About a hundred kids attending two of the DMPS summer Metro Kids childcare sites got a great tune-up for next month’s state fair on Wednesday when the carnival came to Monroe Elementary.

Okay, there was no livestock or giant slide or any food on sticks, but there were plenty of other attractions that collectively made for a day-long detour off the beaten path of the same old field trips.

Besides the Monroe kids the bunch from Hillis just a couple of miles west on Hickman Road joined in the fun of a wide assortment of indoor/outdoor games and activities that turned the Monroe gymnasium and playground into a midway full of sideshows.

“We decided to use some of our field trip budget to collaborate on this event,” said Julie Fetters, the Metro Kids Site Supervisor at Hillis. “We have great field trips to pools and venues like the zoo but some of these kids have been in Metro for several years and we wanted to give them something different; a change of pace.”

So she and her counterpart at Monroe, Yolanda Shields, picked the brain of Greenwood Site Supervisor Kelly Moeller who had experience with a carnival of her own and recommended it. She also had a sort of starter kit of leftover game boards, props and banners. Stir in rented ingredients like the inflatable “bounce house,” dunk tank and cotton candy and popcorn machines, some mild summer weather conditions, a hundred fun-loving kids and presto – “Hurry, hurry, step right up!”

According to Jane Bishop, the district’s Metro Kids Coordinator, there are a total of 470 kids being served this summer at nine sites. That’s served as opposed to merely being watched. Engaged might be another word, especially on Wednesday at Monroe.
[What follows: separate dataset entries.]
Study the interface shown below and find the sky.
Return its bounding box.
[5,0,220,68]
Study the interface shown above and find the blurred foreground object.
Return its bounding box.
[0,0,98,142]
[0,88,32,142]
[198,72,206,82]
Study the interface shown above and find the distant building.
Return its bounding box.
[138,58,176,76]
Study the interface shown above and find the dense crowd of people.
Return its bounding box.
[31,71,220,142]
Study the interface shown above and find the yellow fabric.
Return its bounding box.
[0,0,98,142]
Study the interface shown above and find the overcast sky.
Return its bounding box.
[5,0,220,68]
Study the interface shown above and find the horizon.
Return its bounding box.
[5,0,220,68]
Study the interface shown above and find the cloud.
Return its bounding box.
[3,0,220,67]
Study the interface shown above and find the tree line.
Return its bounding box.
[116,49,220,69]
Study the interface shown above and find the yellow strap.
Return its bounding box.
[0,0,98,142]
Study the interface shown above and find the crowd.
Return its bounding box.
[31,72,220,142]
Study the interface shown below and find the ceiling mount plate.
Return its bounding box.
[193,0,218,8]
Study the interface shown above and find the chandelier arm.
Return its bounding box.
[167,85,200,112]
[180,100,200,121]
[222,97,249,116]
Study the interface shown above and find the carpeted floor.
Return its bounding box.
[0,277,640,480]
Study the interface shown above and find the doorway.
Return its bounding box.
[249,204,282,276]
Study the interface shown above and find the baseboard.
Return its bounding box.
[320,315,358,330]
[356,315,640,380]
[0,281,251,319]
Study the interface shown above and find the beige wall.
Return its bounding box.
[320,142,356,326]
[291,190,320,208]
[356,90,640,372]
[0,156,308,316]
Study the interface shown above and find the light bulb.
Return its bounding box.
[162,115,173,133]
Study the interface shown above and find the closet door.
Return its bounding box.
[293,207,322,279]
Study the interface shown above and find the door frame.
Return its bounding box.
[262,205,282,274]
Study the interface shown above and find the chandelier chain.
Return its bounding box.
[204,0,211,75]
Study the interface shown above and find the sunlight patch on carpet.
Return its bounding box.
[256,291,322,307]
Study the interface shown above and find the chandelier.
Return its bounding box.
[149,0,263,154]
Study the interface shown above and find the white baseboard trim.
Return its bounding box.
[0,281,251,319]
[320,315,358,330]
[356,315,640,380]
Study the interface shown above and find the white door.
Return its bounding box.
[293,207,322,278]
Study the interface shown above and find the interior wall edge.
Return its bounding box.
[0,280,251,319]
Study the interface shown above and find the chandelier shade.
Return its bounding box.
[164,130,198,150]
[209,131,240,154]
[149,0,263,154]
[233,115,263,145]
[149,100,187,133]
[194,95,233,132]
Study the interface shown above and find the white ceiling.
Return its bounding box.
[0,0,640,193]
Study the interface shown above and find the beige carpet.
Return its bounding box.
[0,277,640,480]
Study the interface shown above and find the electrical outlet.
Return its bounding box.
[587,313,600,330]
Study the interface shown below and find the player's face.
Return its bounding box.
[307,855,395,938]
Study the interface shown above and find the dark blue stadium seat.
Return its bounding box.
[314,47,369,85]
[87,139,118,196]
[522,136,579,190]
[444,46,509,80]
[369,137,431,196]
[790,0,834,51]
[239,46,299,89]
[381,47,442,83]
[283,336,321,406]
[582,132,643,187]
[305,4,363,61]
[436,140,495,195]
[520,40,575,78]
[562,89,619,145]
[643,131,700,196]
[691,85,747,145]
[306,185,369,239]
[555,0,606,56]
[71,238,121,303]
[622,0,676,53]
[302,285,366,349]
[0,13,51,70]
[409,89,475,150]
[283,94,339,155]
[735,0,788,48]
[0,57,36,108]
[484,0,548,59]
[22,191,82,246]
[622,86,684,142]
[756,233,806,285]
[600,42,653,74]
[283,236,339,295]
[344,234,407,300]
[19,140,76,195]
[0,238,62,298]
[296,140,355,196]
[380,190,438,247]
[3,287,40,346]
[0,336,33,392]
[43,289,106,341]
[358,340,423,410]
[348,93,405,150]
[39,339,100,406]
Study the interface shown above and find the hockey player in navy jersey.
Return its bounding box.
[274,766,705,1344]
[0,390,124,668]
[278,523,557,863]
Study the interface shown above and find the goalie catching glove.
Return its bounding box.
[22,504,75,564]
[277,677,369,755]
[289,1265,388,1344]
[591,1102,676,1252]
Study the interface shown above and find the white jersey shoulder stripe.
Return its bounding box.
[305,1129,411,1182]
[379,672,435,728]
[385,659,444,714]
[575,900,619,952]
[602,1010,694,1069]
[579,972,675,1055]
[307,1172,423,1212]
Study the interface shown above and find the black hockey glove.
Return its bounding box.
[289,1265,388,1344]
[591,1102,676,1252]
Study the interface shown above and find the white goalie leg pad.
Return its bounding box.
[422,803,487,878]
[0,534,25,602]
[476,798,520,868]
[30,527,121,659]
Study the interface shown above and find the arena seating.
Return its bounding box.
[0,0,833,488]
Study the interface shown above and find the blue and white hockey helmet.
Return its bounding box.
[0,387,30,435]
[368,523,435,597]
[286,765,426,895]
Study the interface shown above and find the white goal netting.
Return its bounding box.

Since the event was an all-day affair, from 9:00 AM – 5:30 PM, the cotton candy and popcorn didn’t start flowing until after lunch which featured pizza donated by Casey’s. Once the dunk tank was filled caregivers took turns at the mercy of their charges. Chants went up for a succession of sitting ducks. “Mister Nick, Mister Nick,” they clamored in unison, and Nick Black, a Class of 2014 Hoover alum and Metro Kids staffer, climbed into place and took several dousings for the team to the delight of the crowd.

Inside, face-painting was popular as ever. There was ring toss, a lucky wheel to spin, a variation of musical chairs, penny-pitching and lots, lots more. Unlike real carnival games of chance where prizes come about as easy as scratching off a winning lottery ticket, these games were what a casino might call “loose slots.” Winners were everywhere. Those brown bags the kids were all carrying weren’t sack lunches. They were swag bags.

One prize, though, was proving hard to come by. Anyone who managed to toss a ping pong ball into one of a tableful of rather small fishbowls would be going home with a real, live goldfish! As of mid-afternoon only one had been “caught.”

So on second thought there was some livestock after all.